Name: Darren Foley
Email: darren.foley@ucdconnect.ie
Date: 2021-09-26
Sparkify have decided to implement apache airflow as their main tool of choice in order to improve the efficency of their batch data pipelines for loading log and song data into their AWS Redshift data warehouse. The following project is a proof of concept (POC) to demonstrate the viability of Airflow as a production ETL tool within Sparkify.
Main project files
File Name | File Type | Description |
---|---|---|
create_tables.sql | SQL | List of SQL DDL SQL Queries |
sparkify_dag.py | python | Main Airflow DAG |
sql_create_tables.py | python | Python Class with Create table statements |
sql_insert_queries.py | python | Python Class to insert data into tables |
sql_quality_check.py | python | Python Class for performing data quailty SQL |
data_quality.py | python | Airfow Operator to check data quality |
load_dimension.py | python | Airflow Operator to load dimension tables |
load_fact.py | python | Airflow Operator to load fact table |
stage_redshift.py | python | Airflow Operator to load staging tables |
Airflow Variable Setup:
-
"aws_credentials" - Contains the Key and Secret key of user allowed to access s3 on behalf of Redshift.
-
"redshift"- Contains details of redshift cluster, hostname, port, schema, username & password
For test purposes the following variables have been hard coded just for POC. In a normal production environment these would be parameterized:
In the StageToRedshiftOperator the year and month variables have been hard coded in the DAG to "2018" and "11". In production these would be dynamically generated to the year and month of the execution date.
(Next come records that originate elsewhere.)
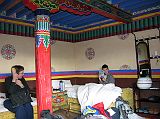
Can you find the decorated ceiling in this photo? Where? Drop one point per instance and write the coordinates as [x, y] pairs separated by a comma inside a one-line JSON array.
[[80, 20]]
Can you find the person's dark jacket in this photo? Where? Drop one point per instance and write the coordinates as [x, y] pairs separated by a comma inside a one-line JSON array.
[[12, 88]]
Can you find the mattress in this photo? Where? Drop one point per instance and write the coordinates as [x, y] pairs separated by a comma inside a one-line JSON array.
[[5, 114]]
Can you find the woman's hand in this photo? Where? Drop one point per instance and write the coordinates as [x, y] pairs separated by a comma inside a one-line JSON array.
[[18, 82]]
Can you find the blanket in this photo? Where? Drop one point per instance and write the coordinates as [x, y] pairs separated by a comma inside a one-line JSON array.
[[92, 93]]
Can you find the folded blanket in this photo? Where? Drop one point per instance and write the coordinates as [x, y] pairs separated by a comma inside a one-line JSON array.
[[92, 93]]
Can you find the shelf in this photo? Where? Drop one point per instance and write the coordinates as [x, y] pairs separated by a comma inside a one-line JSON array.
[[146, 100], [142, 113]]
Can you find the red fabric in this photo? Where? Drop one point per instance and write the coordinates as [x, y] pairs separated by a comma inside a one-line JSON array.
[[100, 108]]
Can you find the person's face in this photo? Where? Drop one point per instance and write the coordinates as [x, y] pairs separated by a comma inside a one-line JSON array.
[[105, 70], [20, 75]]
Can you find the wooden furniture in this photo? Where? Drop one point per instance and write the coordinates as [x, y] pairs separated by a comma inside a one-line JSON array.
[[10, 115], [74, 105], [147, 101], [59, 100]]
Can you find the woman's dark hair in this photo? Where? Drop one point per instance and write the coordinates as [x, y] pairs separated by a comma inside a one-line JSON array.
[[105, 66], [18, 68]]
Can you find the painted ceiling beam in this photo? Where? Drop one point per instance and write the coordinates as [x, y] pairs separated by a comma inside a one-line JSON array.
[[105, 9], [4, 5], [23, 12], [67, 19], [89, 21], [17, 7], [137, 4], [83, 18], [82, 7]]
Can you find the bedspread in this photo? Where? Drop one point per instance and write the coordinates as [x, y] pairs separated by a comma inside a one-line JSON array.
[[92, 93]]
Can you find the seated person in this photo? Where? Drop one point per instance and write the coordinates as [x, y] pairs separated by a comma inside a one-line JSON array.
[[104, 76], [19, 100]]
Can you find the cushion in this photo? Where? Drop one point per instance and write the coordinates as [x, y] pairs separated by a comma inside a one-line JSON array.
[[55, 83]]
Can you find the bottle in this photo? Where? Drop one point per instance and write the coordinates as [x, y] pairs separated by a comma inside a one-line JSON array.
[[61, 86]]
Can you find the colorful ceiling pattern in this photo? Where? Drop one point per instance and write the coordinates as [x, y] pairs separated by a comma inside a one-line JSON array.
[[16, 18]]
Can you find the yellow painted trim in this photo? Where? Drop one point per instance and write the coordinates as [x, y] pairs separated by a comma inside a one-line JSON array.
[[117, 23], [16, 22], [94, 28], [86, 76]]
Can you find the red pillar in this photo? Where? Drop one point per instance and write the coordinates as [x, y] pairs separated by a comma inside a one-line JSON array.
[[43, 61]]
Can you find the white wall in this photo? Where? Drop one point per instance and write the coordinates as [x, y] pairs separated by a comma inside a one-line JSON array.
[[62, 54], [113, 51], [71, 56]]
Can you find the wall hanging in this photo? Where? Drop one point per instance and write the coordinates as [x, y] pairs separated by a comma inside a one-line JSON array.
[[8, 52], [90, 53]]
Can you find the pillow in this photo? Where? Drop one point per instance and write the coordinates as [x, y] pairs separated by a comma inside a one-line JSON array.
[[55, 83], [2, 100], [2, 95], [67, 83]]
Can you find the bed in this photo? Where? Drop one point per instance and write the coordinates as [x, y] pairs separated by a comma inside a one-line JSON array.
[[5, 114], [73, 102]]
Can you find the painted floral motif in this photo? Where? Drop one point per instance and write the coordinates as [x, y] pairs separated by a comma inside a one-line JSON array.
[[8, 51], [90, 53]]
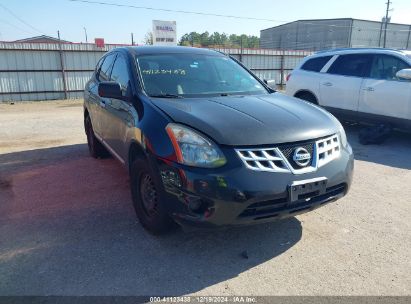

In the LoadFactOperator the test variable is set to "true". This truncates the fact table before loading which makes testing much easier. In a production system this would would be set to "false" as fact tables are too large to truncate each time.
In the python file sql_create_tables.py the SQL statements contain "DROP TABLE IF EXISTS public.table_name;". This is for test purposes only, not suitable for production tables.
Redshift Networking and region location:
-
Ensure that the Redhsift cluster is geographically located near the source s3 buckets, in this case us-west-2.
-
Ensure that the cluster host is visible to airflow outbound over port 5439.